Waterlow Park, captivating in the bright winter sun. What a lot of bright autumnal Sundays we have had this year. You can just make out the turquoise green of St Joseph's through the trees. The most wondrous sights are often close at hand!
What I remember most from my first visit to Agra, almost twenty years ago, is the parakeets. At Agra station as dusk gathered, parakeets roosted in their hundreds just the other sides of the tracks. I'd never seen such birds in the wild, and their raucous assembly and vivid colours lodged in my memory.
Fast forward to the present, and parakeets are one of the more common birds on Hampstead Heath. I've seen them on occasions from my kitchen window in NW5. The exotic is now at our doorstep.

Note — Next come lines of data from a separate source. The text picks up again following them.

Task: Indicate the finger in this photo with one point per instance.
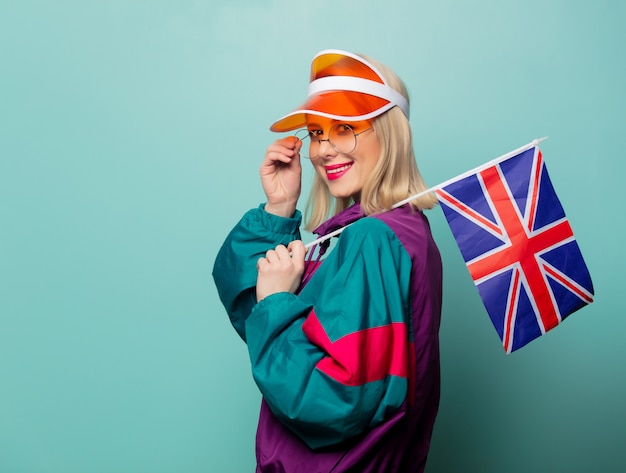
(282, 252)
(271, 256)
(261, 263)
(297, 250)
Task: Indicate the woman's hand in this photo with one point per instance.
(281, 176)
(281, 270)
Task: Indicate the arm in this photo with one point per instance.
(275, 223)
(235, 272)
(335, 360)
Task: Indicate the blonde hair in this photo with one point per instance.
(395, 176)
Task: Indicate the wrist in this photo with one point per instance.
(287, 209)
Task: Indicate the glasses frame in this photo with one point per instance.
(304, 133)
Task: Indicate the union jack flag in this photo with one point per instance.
(518, 246)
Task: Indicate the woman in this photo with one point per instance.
(345, 351)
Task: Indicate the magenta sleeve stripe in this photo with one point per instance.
(364, 356)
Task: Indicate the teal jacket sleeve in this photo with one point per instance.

But this globalisation of fauna didn't prepare me for what I saw yesterday at Waterlow Park, one of north London's more hidden away and entirely glorious open spaces. I've seen herons there, and on one solitary occasions a kingfisher - but turtles?
There on a log peeping out of the top pond was a basking turtle, about the size of a side plate. On the bank a few yards away, another one lazed a few inches from the water's edge. So, what's the back story? I didn't think there were any indigenous turtles in these parakeeted isles?
Not that I'm complaining. It's wonderful to have turtles in Waterlow Park.